Loss on drying (2.2.32)
Maximum 0.5 per cent, determined on 1.000 g by drying in an oven at 105 °C.
Sulfated ash (2.4.14)
Maximum 0.1 per cent, determined on 1.0 g.
ASSAY
Liquid chromatography (2.2.29) as described in the test for related substances with the following modification.
Injection: Test solution and reference solution (c).
Calculate the percentage content of C8H11N3O3S using the chromatograms obtained with the test solution and reference solution (c) and the declared content of C8H11N3O3S in lamivudine CRS.
STORAGE
Protected from light.
IMPURITIES
Specified impurities A, B, C, D.
Other detectable impurities (the following substances would, if present at a sufficient level, be detected by one or other of the tests in the monograph. They are limited by the general acceptance criterion for other/unspecified impurities and/or by the general monograph Substances for pharmaceutical use (2034). It is therefore not necessary to identify these impurities for demonstration of compliance. See also 5.10. Control of impurities in substances for pharmaceutical use) E, F, G, H, I, J.

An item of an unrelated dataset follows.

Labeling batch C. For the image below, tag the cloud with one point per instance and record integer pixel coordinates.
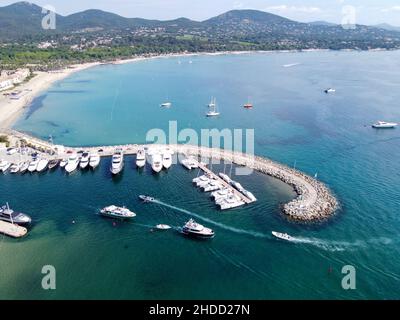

A. (2RS,5SR)-5-(4-amino-2-oxopyrimidin-1(2H)-yl)-1,3-oxathiolane-2-carboxylic acid,
B. 4-amino-1-[(2RS,5RS)-2-(hydroxymethyl)-1,3-oxathiolan-5-yl]pyrimidin-2(1H)-one ((±)-trans-lamivudine),
C. 2-hydroxybenzenecarboxylic acid (salicylic acid),
D. 4-amino-1-[(2S,5R)-2-(hydroxymethyl)-1,3-oxathiolan-5-yl]pyrimidin-2(1H)-one,
E. 4-aminopyrimidin-2(1H)-one (cytosine),
F. pyrimidine-2,4(1H,3H)-dione (uracil),
G. 4-amino-1-[(2R,3S,5S)-2-(hydroxymethyl)-1,3-oxathiolan-5-yl]pyrimidin-2(1H)-one S-oxide,
H. 4-amino-1-[(2R,3R,5S)-2-(hydroxymethyl)-1,3-oxathiolan-5-yl]pyrimidin-2(1H)-one S-oxide,
I. 4-amino-1-[(2S,4S)-2-(hydroxymethyl)-1,3-dioxolan-4-yl]pyrimidin-2(1H)-one,
J. 1-[(2R,5S)-2-(hydroxymethyl)-1,3-oxathiolan-5-yl]pyrimidine-2,4(1H,3H)-dione.